Etre réalisateur en 2018, c’est être un peu spirite. La raréfaction de l’objet film, humable, palpable, qui pèse dans la main, est un fait. Son lieu historique de diffusion, la salle de cinéma, est lui aussi en voie de disparition en Europe. Même les DVD, les clés USB sont les reliques du monde d’hier. Les ordinateurs modernes n’ont que faire des ports dans lesquels ces objets pourraient venir jeter l’ancre. Il n’y a plus guère de trace matérielle de la création cinématographique. Quelques données stockées sur un cloud à l’autre bout du monde, du vent dans un nuage.
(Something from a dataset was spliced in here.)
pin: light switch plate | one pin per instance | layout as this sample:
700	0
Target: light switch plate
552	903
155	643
Le travail du cinéaste, c’est donc de produire de l’invisible pour des âmes nomades, pour ne pas dire errantes, dans un bus à Tokyo ou un café à Denver. C’est parler aux esprits. Aucune nostalgie dans ce constat de l’époque, juste le désir de s’adapter au Zeitgeist.
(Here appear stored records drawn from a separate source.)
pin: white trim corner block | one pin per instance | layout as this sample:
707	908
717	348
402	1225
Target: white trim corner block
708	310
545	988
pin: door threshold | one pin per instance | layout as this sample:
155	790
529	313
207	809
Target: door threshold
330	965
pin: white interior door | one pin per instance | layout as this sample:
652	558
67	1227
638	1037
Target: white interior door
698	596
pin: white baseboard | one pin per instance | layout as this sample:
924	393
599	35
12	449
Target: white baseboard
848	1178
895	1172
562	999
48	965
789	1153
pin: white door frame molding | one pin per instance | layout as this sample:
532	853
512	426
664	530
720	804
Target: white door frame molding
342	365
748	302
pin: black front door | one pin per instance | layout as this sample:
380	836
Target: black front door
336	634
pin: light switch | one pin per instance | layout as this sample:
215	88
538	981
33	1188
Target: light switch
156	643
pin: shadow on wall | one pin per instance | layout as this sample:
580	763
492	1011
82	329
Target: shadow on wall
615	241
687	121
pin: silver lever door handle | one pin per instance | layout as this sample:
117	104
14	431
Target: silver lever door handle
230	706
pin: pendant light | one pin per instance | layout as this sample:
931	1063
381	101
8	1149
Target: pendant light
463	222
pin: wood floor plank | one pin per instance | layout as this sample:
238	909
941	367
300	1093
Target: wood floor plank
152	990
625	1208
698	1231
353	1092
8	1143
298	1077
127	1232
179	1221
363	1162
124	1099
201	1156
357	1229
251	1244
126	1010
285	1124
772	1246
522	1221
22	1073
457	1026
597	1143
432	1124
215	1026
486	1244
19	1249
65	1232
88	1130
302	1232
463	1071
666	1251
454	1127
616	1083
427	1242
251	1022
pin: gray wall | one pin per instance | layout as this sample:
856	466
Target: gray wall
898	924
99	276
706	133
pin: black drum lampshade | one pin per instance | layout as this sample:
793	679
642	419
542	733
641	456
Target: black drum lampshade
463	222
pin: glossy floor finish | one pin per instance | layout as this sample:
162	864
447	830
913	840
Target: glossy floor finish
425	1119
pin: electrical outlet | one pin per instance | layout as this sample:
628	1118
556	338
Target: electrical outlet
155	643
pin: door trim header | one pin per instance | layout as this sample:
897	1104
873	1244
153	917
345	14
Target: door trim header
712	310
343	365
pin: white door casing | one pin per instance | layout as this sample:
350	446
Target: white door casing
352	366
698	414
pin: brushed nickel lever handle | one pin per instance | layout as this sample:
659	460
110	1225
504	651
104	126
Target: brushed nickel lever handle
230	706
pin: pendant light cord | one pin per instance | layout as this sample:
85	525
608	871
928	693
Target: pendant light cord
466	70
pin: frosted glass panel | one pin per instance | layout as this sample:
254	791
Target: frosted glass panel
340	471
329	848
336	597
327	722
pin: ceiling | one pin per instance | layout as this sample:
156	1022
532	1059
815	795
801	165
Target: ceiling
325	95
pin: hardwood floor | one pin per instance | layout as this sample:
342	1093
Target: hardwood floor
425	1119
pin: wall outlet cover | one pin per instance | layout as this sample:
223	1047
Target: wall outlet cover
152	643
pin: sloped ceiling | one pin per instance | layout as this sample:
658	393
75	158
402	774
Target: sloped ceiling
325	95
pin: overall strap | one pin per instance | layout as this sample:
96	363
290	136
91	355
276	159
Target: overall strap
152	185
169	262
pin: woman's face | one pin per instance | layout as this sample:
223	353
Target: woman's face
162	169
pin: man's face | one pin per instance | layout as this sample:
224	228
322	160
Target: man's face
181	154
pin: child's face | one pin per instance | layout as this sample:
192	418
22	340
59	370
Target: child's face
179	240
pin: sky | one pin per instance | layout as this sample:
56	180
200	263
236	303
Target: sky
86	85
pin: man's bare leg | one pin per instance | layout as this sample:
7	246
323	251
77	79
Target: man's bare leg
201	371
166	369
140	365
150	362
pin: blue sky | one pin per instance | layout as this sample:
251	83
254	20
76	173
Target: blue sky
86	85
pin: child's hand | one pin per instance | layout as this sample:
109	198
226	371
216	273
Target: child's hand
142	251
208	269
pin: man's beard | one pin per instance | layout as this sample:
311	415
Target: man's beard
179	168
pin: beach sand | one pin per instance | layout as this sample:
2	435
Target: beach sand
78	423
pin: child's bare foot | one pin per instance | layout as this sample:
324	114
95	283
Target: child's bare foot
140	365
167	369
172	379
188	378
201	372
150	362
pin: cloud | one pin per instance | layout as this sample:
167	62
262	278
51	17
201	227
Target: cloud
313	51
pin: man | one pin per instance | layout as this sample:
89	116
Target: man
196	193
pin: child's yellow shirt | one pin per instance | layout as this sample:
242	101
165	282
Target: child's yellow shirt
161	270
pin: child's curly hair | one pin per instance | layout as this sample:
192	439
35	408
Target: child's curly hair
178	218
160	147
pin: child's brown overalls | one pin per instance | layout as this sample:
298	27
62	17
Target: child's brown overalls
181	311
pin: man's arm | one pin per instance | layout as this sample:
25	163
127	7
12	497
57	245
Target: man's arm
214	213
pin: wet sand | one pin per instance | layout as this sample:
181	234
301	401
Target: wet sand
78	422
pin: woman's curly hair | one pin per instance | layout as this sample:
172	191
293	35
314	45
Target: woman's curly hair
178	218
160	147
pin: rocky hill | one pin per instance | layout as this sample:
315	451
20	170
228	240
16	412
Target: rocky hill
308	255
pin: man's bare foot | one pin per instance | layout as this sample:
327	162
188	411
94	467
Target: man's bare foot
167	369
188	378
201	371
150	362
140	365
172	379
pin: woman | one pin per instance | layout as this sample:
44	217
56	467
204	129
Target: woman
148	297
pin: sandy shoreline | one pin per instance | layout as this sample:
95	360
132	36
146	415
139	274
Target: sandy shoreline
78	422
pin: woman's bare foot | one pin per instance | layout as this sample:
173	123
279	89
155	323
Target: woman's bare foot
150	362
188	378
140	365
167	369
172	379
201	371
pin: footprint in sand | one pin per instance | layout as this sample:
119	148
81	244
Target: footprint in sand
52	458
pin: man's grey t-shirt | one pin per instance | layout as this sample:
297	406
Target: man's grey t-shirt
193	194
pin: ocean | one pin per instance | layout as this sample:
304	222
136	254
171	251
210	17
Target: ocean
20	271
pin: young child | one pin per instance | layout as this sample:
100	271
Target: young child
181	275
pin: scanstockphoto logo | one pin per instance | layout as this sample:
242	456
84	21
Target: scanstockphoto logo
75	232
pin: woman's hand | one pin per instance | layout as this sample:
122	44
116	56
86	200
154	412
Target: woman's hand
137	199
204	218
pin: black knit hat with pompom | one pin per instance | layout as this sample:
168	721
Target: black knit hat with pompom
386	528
A l’ECAL, nous aimons les objets. Comme Georges Perec qui était « tout entier du côté du langage qui entoure les choses, de ce qu’il y a en dessous, de tout ce qui les nourrit, de tout ce qu’on leur injecte ». Parce qu’il est une langue, le cinéma est matière. Il agglomère ce que nous sommes, nous les créateurs, nous les spectateurs, dans une communion de pensée. Pour témoigner de cette rencontre, il fallait bien un objet. Et le plus beau de tous : un livre. Pour dire ce qui nous nourrit, mais aussi ce que nous donnons à manger. Les rencontres, les essais, les tournages, les voyages, les débats qui font le corps vivant et vibrant de notre école.
Celui qui pose la seule question qui compte : pour qui fait-on quoi ? Que ce livre soit la planche Ouija qui nous permette de communiquer avec les esprits, d’ici et d’ailleurs, d’aujourd’hui comme de demain. Un grand merci à Rachel Noël, coordinatrice du Département Cinéma de l’ECAL, initiatrice et curatrice de ce premier tome. Ainsi qu’à toutes les contributrices et tous les contributeurs.